1. When partnership and power-sharing approaches were used, better outcomes were achieved

Since our inception there has been an ambition to ensure that the expertise of our civil society and First Nations partners is informing and leading our work. Where we have progressed this work the furthest is in our First Nations-led practice. Since 2021 a team of First Nations advisors have overseen the distribution of at least 20% of our grantmaking budget to First Nations-led initiatives.

Not only were more informed and strategic funding decisions made as a result of this participatory practice, we also discovered through our evaluation process, that when this approach was used it helped to create stronger partnerships and trust with our First Nations grant partners.

2. Collective giving alleviates the burden on grant partners to fundraise

As surfaced through our evaluation, collective giving opens a door for grant partners to a full network of funders, and their philanthropic peers, in the same time it takes to secure a single grant.

Through having the backing of a broader philanthropic network, our grant partners were able to increase their revenue, gain a deeper understanding of how philanthropy operates, and ultimately spend more time bringing about democratic and economic systems-change.

3. More streamlined processes free partners up to pursue their core missions

Beyond alleviating the burden of constant fundraising, we also learned that creating more streamlined grants processes, using a highly relational approach, helped to minimise workload for our partners which again, resulted in increased focus on their core missions.

By trusting our partners to tell us where funding is most needed and adapting our grant processes to meet their needs, we have also built genuine partnerships and relationships.

4. Funding systems-change is a cost-effective grantmaking approach

We’ve been humbled by what our civil society advocacy and First Nations partners have achieved with the resources we’ve been able to provide. From successfully defeating reforms seeking to silence charitable sector advocacy, to preventing laws giving the green light to discriminate on religious grounds, to abolishing an exploitative work program in remote Aboriginal and Torres Strait Islander communities.

The efficiency with which our grant partners have achieved these reforms is commendable. By focusing on changing systems that drive injustice and inequity rather than treating their symptoms, the results achieved have positively impacted millions of lives.
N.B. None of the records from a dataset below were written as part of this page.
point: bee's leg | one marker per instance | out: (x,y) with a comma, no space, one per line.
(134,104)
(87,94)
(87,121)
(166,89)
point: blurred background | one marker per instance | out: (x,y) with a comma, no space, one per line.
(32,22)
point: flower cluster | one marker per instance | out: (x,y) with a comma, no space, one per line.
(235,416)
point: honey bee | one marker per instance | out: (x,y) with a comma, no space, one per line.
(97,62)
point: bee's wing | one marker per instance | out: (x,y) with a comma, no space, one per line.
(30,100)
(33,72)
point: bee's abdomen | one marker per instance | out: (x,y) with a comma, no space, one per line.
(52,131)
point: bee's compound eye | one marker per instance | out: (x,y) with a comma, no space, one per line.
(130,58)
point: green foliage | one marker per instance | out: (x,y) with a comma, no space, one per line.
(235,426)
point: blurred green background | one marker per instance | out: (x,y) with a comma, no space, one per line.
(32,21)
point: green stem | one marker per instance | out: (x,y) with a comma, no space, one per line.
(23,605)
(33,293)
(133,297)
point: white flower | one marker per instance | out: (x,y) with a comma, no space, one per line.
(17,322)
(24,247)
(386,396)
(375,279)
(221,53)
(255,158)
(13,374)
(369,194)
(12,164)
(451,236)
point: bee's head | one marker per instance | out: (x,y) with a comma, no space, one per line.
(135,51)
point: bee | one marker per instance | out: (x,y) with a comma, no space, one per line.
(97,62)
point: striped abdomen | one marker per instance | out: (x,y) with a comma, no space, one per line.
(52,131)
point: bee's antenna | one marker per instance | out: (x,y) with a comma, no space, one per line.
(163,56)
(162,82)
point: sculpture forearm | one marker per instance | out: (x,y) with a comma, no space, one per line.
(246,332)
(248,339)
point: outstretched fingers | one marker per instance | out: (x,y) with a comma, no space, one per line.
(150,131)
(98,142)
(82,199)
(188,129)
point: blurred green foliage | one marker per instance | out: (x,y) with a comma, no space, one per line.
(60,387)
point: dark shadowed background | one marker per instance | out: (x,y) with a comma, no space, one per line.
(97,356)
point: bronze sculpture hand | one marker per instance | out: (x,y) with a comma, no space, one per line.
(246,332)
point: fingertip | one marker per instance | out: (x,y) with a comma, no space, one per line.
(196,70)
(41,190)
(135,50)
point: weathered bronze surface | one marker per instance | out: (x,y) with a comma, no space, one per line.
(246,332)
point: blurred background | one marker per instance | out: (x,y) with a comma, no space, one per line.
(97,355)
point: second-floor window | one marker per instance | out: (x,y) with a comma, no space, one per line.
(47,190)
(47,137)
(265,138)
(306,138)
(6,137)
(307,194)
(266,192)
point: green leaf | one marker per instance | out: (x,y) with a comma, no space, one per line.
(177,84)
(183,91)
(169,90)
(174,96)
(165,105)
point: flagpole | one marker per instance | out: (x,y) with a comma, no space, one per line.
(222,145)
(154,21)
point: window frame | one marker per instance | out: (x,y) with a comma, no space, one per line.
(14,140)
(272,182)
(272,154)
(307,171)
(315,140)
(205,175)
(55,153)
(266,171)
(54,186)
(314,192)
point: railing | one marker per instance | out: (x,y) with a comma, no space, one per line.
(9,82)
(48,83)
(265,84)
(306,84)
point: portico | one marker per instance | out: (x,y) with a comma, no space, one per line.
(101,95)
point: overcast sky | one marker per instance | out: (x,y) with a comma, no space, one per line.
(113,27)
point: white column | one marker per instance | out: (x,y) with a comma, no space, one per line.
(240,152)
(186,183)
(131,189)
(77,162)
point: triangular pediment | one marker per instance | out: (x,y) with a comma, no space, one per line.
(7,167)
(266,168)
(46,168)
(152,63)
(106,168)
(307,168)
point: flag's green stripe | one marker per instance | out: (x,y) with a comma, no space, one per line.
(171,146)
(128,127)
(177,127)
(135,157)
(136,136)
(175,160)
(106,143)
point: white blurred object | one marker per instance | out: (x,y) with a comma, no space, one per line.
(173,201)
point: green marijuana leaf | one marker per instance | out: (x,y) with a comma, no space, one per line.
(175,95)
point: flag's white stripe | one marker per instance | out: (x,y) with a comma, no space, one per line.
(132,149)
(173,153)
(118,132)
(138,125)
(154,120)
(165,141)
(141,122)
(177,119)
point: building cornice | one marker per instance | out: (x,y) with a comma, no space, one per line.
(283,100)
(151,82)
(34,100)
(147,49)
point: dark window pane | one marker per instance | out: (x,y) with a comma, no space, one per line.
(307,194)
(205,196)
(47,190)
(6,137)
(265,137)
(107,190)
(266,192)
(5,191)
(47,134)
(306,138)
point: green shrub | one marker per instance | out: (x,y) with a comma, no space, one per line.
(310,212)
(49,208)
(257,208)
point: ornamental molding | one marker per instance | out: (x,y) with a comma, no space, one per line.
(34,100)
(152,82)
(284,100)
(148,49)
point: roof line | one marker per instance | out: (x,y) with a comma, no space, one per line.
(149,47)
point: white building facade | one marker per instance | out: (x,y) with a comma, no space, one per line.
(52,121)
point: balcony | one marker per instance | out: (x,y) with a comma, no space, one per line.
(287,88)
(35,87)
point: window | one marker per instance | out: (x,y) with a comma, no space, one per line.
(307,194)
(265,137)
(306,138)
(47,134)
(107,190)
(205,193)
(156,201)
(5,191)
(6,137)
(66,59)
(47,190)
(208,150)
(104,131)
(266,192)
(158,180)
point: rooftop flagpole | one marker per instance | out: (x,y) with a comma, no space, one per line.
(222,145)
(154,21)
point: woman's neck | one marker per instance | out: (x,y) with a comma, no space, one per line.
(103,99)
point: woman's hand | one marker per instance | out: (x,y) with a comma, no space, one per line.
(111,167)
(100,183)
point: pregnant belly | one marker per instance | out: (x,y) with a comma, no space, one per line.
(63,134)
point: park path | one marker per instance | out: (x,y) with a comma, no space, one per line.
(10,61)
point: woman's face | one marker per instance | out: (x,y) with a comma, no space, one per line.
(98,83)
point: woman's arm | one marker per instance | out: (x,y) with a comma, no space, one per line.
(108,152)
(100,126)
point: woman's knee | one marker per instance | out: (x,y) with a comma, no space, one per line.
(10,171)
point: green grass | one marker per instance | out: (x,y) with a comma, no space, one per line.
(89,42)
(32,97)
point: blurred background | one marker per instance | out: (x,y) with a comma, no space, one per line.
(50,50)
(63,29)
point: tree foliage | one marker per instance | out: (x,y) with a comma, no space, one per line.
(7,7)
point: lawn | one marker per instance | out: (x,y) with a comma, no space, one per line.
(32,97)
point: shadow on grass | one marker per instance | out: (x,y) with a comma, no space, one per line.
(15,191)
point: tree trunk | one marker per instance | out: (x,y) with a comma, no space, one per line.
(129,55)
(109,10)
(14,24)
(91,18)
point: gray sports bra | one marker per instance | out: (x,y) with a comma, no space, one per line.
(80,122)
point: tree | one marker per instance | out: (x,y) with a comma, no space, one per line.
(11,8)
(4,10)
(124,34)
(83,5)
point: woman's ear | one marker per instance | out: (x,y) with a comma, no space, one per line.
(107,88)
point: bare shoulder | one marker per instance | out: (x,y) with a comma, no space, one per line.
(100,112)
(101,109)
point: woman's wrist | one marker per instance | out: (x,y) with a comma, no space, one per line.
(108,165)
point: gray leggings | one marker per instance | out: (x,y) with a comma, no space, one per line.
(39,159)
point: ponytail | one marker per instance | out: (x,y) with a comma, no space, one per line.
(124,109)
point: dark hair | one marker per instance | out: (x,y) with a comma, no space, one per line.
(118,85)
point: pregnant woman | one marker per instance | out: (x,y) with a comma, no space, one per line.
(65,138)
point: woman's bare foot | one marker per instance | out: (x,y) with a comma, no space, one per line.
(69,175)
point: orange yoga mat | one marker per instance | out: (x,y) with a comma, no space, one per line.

Funding advocacy may not always result in immediate impact, and it often takes years of sustained efforts to generate a tangible result, but when those victories do happen they create widespread and lasting change.

5. Funders must go beyond grantmaking to foster collective action and shared learning

Funders not only get a privileged birds eye view of the sectors and ecosystems we exist to resource, but we get deep insights into the work of individual organisations and change-agents. It’s our vantage point and extensive relationships across both philanthropy and civil society that help us see the potential for coordination and collaboration.
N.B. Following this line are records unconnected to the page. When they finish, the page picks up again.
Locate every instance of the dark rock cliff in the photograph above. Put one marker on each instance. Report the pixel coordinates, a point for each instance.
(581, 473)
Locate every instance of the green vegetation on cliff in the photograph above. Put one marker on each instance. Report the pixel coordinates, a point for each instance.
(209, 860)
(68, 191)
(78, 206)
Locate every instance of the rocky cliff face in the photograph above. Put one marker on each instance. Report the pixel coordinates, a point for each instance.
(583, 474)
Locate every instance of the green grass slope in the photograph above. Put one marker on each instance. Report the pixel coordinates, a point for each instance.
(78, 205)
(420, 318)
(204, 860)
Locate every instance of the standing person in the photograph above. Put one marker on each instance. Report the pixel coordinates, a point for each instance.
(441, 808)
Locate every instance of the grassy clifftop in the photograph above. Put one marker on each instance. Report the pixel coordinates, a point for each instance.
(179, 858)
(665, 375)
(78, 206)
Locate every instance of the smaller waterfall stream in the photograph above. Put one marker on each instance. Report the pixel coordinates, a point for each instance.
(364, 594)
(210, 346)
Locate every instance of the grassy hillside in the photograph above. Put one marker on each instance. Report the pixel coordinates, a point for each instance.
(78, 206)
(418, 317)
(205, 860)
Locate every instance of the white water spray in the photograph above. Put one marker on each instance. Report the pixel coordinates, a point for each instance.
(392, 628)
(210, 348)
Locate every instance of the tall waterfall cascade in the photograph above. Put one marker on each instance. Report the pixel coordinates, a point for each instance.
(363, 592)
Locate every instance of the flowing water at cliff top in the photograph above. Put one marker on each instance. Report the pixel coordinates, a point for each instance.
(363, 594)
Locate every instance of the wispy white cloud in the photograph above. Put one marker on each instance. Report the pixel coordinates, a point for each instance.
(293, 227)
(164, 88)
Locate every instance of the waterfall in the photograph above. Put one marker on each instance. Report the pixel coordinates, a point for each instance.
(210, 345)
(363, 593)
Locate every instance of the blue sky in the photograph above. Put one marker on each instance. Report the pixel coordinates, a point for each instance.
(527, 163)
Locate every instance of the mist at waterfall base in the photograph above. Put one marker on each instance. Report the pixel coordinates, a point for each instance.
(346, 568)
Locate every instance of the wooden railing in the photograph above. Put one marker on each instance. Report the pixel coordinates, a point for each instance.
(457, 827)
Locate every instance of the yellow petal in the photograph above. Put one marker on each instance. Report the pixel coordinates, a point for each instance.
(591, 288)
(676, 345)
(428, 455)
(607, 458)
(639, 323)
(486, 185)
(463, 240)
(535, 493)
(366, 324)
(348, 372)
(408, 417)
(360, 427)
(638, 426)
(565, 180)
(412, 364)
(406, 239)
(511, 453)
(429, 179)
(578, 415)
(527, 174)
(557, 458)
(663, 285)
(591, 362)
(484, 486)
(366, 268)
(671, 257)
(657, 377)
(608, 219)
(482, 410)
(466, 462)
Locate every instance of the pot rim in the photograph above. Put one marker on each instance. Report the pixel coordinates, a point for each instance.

As feedback in our evaluation process demonstrated, the learning and connection building events Mannifera convenes have become trusted spaces to discuss policy reform, systems change, and paradigm shifts and to increase cooperation. These opportunities to come together are the building blocks needed to create more informed and connected movements with the ability to drive real change.
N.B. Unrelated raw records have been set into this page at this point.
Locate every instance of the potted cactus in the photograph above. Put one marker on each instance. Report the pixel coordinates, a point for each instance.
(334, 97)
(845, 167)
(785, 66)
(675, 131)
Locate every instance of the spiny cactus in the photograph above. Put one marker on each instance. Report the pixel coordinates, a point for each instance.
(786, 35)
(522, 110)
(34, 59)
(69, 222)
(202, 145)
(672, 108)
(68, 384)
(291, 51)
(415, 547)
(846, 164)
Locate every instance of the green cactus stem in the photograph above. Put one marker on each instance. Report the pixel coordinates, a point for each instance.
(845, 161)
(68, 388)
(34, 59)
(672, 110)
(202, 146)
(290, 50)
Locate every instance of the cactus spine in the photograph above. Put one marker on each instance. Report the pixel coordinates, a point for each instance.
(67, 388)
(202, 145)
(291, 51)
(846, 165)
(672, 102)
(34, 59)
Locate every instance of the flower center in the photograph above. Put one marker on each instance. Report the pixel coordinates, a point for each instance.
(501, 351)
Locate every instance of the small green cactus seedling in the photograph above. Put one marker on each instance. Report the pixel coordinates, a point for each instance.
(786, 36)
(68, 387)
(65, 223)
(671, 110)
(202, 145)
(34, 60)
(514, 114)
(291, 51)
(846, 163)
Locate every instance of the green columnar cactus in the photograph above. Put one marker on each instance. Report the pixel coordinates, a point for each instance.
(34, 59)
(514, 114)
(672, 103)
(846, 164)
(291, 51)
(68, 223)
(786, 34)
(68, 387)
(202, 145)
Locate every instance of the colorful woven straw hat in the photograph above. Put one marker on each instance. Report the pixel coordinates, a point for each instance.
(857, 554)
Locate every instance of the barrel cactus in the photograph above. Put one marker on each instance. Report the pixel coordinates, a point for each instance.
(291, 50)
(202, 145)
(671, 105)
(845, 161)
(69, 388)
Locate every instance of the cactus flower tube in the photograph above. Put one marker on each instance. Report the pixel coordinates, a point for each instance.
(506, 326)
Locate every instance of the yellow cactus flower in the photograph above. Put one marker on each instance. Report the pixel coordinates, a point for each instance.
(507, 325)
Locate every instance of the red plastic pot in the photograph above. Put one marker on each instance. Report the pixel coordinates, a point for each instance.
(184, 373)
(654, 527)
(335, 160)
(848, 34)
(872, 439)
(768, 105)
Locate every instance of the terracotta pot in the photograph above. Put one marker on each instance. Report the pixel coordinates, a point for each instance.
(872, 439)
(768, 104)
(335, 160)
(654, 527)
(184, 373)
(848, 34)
6. Long-term funding is crucial

While this should come as no surprise to those working in philanthropy or civil society, when we provided core, longer-term funding to civil society groups it helped to create more sustainable organisations capable of achieving greater outcomes.

Our grantmaking impact was also greatest when we provided longer-term funding to smaller, newer organisations and initiatives, and when we were the first to support overlooked advocacy initiatives. As we grow and scale our work we are committed to providing more multi-year funding.